No one appreciates nuclear accident risks quantitatively. Recently, the Organization for Economic Co-operation and Development Nuclear Energy Agency (OECD NEA) published a report titled "Comparing Nuclear Accident Risks with Those from Other Energy Sources." The analysis is meant to help policy makers understand how accident risks are managed at nuclear power plants and illustrate that with a comparison of risks from other energy sources (World Nuclear Association Release September 3, 2010).
The agency collected data on every accident causing five or more immediate deaths in the energy industry between 1969 and 2000. During that period, there were 1,870 such severe accidents worldwide resulting in 81,258 deaths. In the nuclear industry, there was only one accident, the one at the Chernobyl nuclear power plant. Thirty one plant and emergency workers died in the accident. At Fukushima, nobody died due to the nuclear accident. Two workers died due to the tsunami and one worker died in a crane accident during the earthquake.
Possible long-term fatalities due to the accident at Chernobyl continue to be controversial. Based on reports by the World Health Organization, European Commission, International Atomic Energy Agency and Russian authorities, OECD estimated that the Chernobyl accident may eventually cause about 9,000-33,000 deaths over the next 70 years. Possible long-term deaths due to Fukushima accident will be much lower.
Specialists arrived at these numbers based on the controversial Linear No Threshold (LNT) concept which states that any radiation dose however small has a finite effect and it varies linearly with dose. The concept has not been proved irrefutably. It was a practical concept accepted to enforce radiation protection.
The report cautioned that if the same logic is applied, the background radiation to which every one is normally exposed will cause 50 million deaths in the same population in 70 years. "There is no way to definitely confirm these figures for Chernobyl," the report added.
According to OECD, the estimated latent potential death rate for the Chernobyl accident is the same as the immediate deaths resulting from the largest dam failure (the Banquiao/ Simantan failure in China in 1975 claimed 29,924 lives). Many assume potential deaths as real deaths
Premature deaths caused by particulates from fossil fuel generation are thought to be around 288,000 annually worldwide (OECD Environmental outlook).
"Overall, the likelihood of an accident and radiological release is 1,600 times lower than it was when the first reactors were built," the report concluded. This is primarily because of engineering safety improvements among other factors
The report added that more than 2,500 people are killed annually in energy-related severe accidents. Though nuclear power was perceived to be high risk, it caused far fewer deaths than any other energy source.

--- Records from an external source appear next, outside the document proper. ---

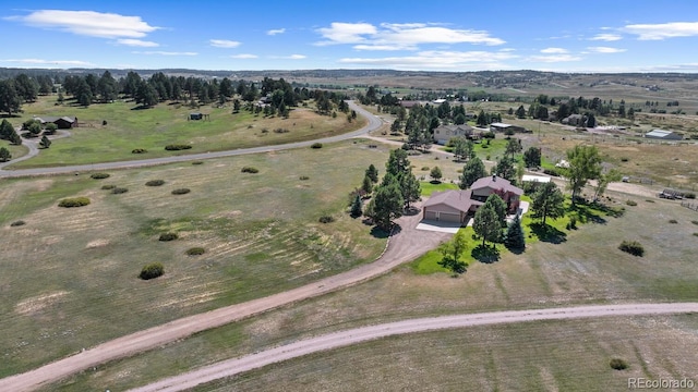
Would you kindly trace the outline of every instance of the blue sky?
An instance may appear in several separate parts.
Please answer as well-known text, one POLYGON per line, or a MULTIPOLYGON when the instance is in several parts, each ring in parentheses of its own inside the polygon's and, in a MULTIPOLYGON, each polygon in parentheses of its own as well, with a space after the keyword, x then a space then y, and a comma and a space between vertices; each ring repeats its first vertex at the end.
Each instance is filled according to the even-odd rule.
POLYGON ((14 1, 0 66, 698 71, 698 1, 14 1))

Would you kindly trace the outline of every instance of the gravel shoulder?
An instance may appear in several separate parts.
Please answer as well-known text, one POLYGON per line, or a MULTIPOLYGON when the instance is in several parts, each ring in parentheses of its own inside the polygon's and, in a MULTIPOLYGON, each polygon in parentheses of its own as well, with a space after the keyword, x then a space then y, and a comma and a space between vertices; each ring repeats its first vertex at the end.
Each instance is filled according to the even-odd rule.
MULTIPOLYGON (((419 208, 420 205, 417 204, 416 207, 419 208)), ((398 219, 397 233, 389 238, 384 254, 374 262, 287 292, 181 318, 105 342, 40 368, 1 379, 0 391, 31 391, 99 364, 148 351, 196 332, 239 321, 279 306, 323 295, 386 273, 402 262, 413 260, 426 250, 433 249, 442 241, 450 237, 452 234, 447 233, 416 230, 421 215, 417 213, 398 219)))
POLYGON ((348 346, 392 335, 467 328, 474 326, 531 322, 538 320, 568 320, 609 316, 648 316, 686 314, 698 310, 698 303, 599 305, 534 310, 509 310, 470 315, 454 315, 409 319, 376 326, 354 328, 277 346, 243 357, 224 360, 201 369, 165 379, 132 392, 173 392, 231 377, 266 365, 303 355, 348 346))

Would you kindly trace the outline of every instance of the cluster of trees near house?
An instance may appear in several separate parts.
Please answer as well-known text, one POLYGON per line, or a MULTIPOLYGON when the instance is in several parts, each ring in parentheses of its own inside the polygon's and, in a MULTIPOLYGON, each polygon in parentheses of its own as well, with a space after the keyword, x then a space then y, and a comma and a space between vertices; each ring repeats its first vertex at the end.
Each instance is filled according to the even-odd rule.
MULTIPOLYGON (((115 78, 110 71, 101 75, 88 73, 68 75, 32 75, 19 74, 0 81, 0 112, 13 115, 21 112, 22 105, 34 102, 39 95, 57 93, 62 103, 68 96, 80 106, 109 103, 118 98, 133 99, 143 108, 151 108, 164 101, 185 101, 192 107, 200 105, 226 105, 233 101, 233 112, 242 105, 254 110, 254 103, 265 98, 265 107, 273 108, 275 113, 288 114, 288 108, 300 102, 314 99, 321 114, 335 113, 335 109, 347 112, 342 100, 344 94, 325 90, 311 90, 286 82, 284 78, 264 77, 260 82, 230 79, 228 77, 202 78, 166 75, 156 72, 149 76, 141 76, 130 71, 125 76, 115 78)), ((262 109, 260 109, 262 110, 262 109)), ((268 110, 268 109, 267 109, 268 110)), ((336 114, 336 113, 335 113, 336 114)), ((356 115, 354 115, 356 117, 356 115)))

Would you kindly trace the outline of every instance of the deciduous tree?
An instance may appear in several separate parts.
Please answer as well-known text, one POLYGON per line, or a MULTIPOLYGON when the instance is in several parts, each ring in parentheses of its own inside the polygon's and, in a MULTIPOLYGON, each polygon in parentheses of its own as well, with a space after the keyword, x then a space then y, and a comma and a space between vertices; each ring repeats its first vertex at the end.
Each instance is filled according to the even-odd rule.
POLYGON ((531 198, 531 216, 540 218, 543 224, 546 218, 557 219, 565 216, 565 196, 554 182, 541 184, 531 198))
POLYGON ((462 168, 462 174, 460 175, 460 184, 458 186, 461 189, 469 188, 472 183, 483 176, 488 175, 484 169, 484 163, 478 157, 474 157, 466 163, 462 168))

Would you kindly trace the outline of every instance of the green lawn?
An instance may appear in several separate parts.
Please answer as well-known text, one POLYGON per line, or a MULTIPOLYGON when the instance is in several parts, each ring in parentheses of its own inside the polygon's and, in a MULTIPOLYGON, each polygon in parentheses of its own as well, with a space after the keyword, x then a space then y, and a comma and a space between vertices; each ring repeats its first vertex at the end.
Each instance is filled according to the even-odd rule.
POLYGON ((431 196, 432 193, 434 192, 444 192, 444 191, 448 191, 448 189, 458 189, 458 185, 457 184, 452 184, 452 183, 438 183, 438 184, 433 184, 430 181, 422 181, 420 182, 420 186, 422 188, 422 196, 431 196))
POLYGON ((230 108, 191 109, 179 103, 134 110, 131 101, 82 108, 53 106, 51 99, 55 98, 45 97, 25 105, 23 117, 12 119, 14 125, 21 125, 32 115, 62 114, 77 117, 80 126, 70 130, 70 137, 56 139, 38 157, 19 162, 14 168, 89 164, 284 144, 346 133, 364 123, 364 120, 349 123, 342 115, 335 119, 318 115, 312 108, 302 107, 291 110, 289 119, 282 119, 255 117, 244 110, 231 114, 230 108), (191 111, 208 113, 209 120, 188 121, 191 111), (192 148, 166 151, 168 144, 188 144, 192 148), (136 148, 147 152, 132 154, 136 148))
POLYGON ((346 142, 120 170, 105 180, 85 173, 3 181, 0 352, 7 355, 0 377, 372 261, 386 240, 348 216, 347 195, 369 163, 386 157, 386 148, 346 142), (242 173, 244 166, 260 172, 242 173), (158 179, 165 184, 145 186, 158 179), (103 185, 128 192, 111 194, 103 185), (182 187, 191 193, 171 194, 182 187), (92 204, 57 206, 73 196, 92 204), (335 222, 318 223, 323 215, 335 222), (10 225, 17 220, 26 223, 10 225), (170 231, 179 238, 158 241, 170 231), (206 253, 185 255, 196 246, 206 253), (154 261, 165 265, 165 275, 137 279, 154 261))

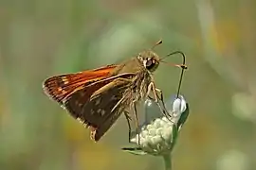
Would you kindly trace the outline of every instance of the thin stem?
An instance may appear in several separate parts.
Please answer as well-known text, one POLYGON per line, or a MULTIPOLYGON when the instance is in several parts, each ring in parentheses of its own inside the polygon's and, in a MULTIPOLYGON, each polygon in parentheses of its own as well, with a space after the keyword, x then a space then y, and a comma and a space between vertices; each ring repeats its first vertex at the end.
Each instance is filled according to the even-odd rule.
POLYGON ((171 153, 163 155, 165 170, 172 170, 172 157, 171 153))

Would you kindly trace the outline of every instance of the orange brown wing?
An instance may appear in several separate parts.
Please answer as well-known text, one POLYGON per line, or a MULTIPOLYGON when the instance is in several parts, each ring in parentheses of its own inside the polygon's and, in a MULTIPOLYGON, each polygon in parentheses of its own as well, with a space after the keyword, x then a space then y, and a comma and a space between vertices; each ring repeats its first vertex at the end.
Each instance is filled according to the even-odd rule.
POLYGON ((43 83, 43 89, 50 98, 63 104, 64 99, 72 93, 90 83, 109 77, 116 67, 117 65, 109 65, 99 69, 52 76, 43 83))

Public confidence in nuclear operations will increase if trust in the regulators increases. There is also a direct correlation between public trust and awareness of the technology. "Openness and transparency in government decisions about the use of nuclear power and in the licensing process are vital elements in improving public confidence," the OECD report concluded. Unfortunately, in public debates including those by lawmakers, no one highlighted the enhanced safety levels achieved in the operation of nuclear power plants after the Chernobyl and TMI accidents.
The writer is a former Secretary, Atomic Energy Regulatory Board, India.